The Post and Courier's Monday Commentary page included S.C. Rep. Chip Limehouse's call for the NAACP to immediately end the organization's "boycott" to remove the Confederate flag from the grounds of the South Carolina State House. Beyond the fact that only the members of any organization can set policy for that organization, Mr. Limehouse's column also deserves a longer response. As First Vice-President of the State NAACP during the early years of the sanctions, I can make that response.

I agree with Mr. Limehouse's assertion that we must all work together to move South Carolina forward. That forward movement, however, should include input from a representative cross-section of South Carolinians that acknowledges and respects divergent views on the placement of the flag and on the "compromise" enacted by our Legislature nine years ago.

I also commend Mr. Limehouse for stating a long-denied truth. When the sanctions were enacted, many of his legislative colleagues said that they had no real economic effect. When the "compromise" was reached, those same voices said that the issue was settled and that the sanctions would become irrelevant. Mr. Limehouse was honest enough to note that nine years later, the sanctions have impacted and still impact economic development and tourism in our state.

Having noted my points of agreement with and commendation for Mr. Limehouse, let me make a few clarifications to his account of the events leading to the "compromise." Mr. Limehouse asserts that the "compromise" was the result of a diverse and bipartisan group of business, social, political and religious leaders suddenly deciding to do the right thing in the late 1990s after the flag had flown over the Statehouse for 30 years, but he omits a few facts.

The first is that African-American legislators — including those named in his column — began calling for removal of the flag in the mid-1970s to no avail. The second is that S.C. Attorney General Travis Medlock issued a 1993 opinion that the flag, which then flew over the Statehouse by continuing resolution, did not fly by force of law. The third is that when a diverse group of 200 interfaith clergy encircled the Legislature's temporary meeting place in 1997 to pray for a positive and inclusive resolution, the Legislature reacted during that prayer by enacting legislation to see that the flag flew by force of law and could only be relocated by a "super majority." The fourth is that the diverse group noted did not earnestly seek a "compromise" until it became evident in 1999 that the NAACP would enact economic sanctions and did not reach a compromise until those sanctions were enacted. Progress in South Carolina has always come not by sudden noble intent, but as a reaction to effective and ongoing pressure.

It should also be noted that the NAACP never agreed to or endorsed the eventual "compromise." We stayed away from the negotiating table because one of Mr. Limehouse's legislative colleagues bluntly said that he would not support any solution endorsed by the NAACP. The African-American legislators mentioned in his column kept us posted on progress and assured us as late as midnight before the day when the issue was to be debated that they would settle for nothing less than the removal of the flag from the Statehouse grounds.
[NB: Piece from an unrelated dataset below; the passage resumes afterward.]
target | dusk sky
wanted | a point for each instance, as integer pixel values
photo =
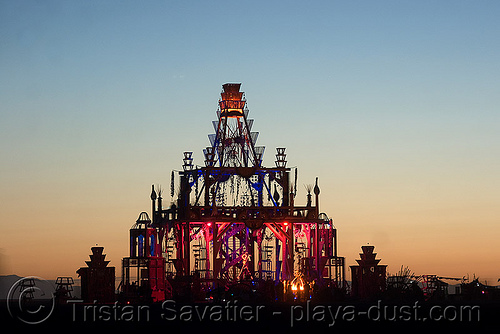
(394, 105)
On the following day, however, they called the State NAACP officers present for the debate into the Senate cloakroom at lunchtime and told us that they'd agreed to the "compromise."

I played a role in drafting the sanctions, which call for the removal of the flag from the Statehouse dome, legislative chambers and other "places of sovereignty" on the Statehouse grounds. Since the front of a public building — be it the Statehouse, a Post Office or a school — is usually reserved for the flags of existing sovereign governmental entities, we found that the flag is still flying in a position of sovereignty and made the decision to continue the sanctions.

I share Mr. Limehouse's love for our state, concern for our state's economic well-being and love for my Southern heritage, although I suspect that my heritage — which is not the same as our shared objective history — does not mirror his heritage. I welcome the opportunity for people of good will to find points of mutual agreement that will lead to a real solution on the placement of a historical reminder of a defunct nation.

That begins, however, with mutual respect. Accusing South Carolinians who are members of the NAACP, who also love our state and who are working for jobs and economic progress, of being what Mr. Limehouse characterizes as a "self-serving, vocal minority" with a personal "agenda" that "undermines efforts" for progress builds not a constructive bridge, but a counterproductive wall.

The Rev. Joseph A. Darby is senior pastor of Morris Brown African Methodist Episcopal Church and first vice-president of the Charleston Branch NAACP.